Sometime in the night, the old woman unclothed herself and draped her robe over Prisca’s sleeping body. In the morning, she braided the girl’s hair in loops tighter than her mother ever had. In the afternoon, a speck of sun got through the high window, and the old woman pretended to chase it with a net. Prisca lay down on her side and rubbed her feet.
“Are you a slave?” she asked. “Did you steal from your master?”
“My husband?” She sat down, spreading out the purple band of cloth. “Minister to Caesar, hail to all that. What could I have stolen? Nothing but his good humor. After all those years, from gangly boy to proclaiming on the rostrum, and he lost his ability to see the joke.”

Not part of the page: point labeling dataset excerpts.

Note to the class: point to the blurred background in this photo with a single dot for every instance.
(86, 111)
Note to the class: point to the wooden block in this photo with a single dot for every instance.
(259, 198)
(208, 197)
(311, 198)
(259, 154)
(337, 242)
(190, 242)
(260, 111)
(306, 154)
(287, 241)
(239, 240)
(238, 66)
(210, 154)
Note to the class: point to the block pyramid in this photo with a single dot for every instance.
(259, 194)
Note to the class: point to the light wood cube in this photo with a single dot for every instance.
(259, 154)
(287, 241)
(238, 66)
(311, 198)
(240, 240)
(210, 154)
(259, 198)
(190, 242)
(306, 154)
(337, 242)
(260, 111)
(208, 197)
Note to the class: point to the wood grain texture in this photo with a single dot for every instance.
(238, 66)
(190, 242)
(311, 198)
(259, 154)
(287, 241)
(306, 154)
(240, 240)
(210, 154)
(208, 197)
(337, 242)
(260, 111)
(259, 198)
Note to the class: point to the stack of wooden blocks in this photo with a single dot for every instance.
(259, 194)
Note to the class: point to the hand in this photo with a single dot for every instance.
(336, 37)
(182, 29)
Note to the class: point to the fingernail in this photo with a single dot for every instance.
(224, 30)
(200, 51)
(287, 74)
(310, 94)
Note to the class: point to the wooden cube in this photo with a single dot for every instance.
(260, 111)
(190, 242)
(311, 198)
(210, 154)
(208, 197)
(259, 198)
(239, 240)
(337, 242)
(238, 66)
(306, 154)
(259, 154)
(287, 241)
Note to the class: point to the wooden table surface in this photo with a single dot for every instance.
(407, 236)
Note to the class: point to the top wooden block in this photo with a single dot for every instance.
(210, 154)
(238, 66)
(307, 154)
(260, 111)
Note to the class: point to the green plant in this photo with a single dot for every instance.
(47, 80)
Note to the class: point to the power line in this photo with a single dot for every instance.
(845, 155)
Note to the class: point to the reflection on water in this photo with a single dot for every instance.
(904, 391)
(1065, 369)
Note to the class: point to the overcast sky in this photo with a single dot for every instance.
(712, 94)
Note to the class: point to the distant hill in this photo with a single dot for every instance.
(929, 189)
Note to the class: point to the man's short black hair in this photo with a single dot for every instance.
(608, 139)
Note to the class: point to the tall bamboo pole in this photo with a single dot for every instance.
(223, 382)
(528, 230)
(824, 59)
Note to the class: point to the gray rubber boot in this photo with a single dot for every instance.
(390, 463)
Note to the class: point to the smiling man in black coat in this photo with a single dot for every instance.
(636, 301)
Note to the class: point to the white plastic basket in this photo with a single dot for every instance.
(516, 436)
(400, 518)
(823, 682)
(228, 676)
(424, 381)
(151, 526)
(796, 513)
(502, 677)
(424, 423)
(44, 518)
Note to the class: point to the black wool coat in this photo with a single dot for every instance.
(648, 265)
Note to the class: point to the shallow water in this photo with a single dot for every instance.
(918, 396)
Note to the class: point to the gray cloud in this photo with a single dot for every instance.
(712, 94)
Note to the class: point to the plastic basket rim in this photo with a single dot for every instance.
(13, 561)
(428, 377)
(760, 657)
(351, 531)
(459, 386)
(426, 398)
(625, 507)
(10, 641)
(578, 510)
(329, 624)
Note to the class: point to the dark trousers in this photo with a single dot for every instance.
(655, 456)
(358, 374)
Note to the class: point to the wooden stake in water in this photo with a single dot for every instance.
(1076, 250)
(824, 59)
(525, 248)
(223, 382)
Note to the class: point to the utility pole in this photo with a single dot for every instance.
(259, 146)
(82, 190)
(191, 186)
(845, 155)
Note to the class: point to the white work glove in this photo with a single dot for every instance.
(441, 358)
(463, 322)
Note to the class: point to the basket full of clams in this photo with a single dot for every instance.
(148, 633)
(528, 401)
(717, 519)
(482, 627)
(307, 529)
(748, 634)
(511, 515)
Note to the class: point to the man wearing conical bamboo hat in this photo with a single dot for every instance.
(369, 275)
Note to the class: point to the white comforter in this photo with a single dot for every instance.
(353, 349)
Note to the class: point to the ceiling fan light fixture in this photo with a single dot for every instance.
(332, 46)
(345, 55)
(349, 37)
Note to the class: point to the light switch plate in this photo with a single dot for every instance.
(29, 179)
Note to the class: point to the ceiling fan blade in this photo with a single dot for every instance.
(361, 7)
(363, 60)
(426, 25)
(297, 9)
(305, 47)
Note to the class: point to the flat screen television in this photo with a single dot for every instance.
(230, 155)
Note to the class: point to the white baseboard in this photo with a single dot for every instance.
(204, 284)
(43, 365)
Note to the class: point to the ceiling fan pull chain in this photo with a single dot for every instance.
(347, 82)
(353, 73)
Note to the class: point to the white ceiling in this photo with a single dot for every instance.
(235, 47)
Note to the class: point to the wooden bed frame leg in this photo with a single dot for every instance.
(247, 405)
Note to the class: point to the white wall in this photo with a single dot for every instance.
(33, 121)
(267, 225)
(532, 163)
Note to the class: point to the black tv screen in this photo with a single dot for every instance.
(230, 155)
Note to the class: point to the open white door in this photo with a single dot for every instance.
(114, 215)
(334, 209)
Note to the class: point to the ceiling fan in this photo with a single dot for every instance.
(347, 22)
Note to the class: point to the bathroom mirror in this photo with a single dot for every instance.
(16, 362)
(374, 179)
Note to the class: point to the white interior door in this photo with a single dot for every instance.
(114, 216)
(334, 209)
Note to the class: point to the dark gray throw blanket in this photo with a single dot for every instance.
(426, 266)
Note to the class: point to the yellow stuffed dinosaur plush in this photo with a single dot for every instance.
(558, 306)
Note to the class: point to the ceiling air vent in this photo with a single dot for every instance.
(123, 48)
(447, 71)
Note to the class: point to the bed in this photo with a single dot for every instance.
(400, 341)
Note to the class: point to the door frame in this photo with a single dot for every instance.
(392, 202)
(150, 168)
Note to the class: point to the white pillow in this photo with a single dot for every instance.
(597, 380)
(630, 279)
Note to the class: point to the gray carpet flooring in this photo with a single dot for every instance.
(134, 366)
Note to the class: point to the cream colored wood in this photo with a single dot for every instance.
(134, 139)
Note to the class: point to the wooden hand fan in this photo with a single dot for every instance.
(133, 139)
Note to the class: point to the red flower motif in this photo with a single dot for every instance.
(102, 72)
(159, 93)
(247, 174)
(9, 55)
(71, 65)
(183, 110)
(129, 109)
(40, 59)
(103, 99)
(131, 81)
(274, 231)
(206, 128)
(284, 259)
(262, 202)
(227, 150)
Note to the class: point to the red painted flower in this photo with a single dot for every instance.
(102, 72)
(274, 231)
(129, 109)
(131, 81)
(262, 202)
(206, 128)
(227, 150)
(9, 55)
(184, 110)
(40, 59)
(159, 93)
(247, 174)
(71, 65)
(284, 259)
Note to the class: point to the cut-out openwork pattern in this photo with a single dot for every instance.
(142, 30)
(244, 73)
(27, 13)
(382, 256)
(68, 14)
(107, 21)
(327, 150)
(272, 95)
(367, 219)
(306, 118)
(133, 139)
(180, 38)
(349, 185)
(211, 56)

“You made fun of him.” Prisca scratched her shins, where the hazy hair was growing thicker.
“Women are good at cutting themselves down. Men are good at pretending they never shit.” She inched closer; Prisca could feel her salty breath on her face. She had such puzzling, hawkish eyes. “What does your messiah say about little girls? Does he call you special?”
Prisca squeezed her eyes shut and tried to summon him. Sometimes Crispus strode across the backs of her lids; sometimes she herself appeared there, hands on hips, as if to say, What else do you want?
“A martyr without a voice in her head?”
“I’m not a martyr,” Prisca said, sitting up quickly.
“What do you think they’re going to do to you?”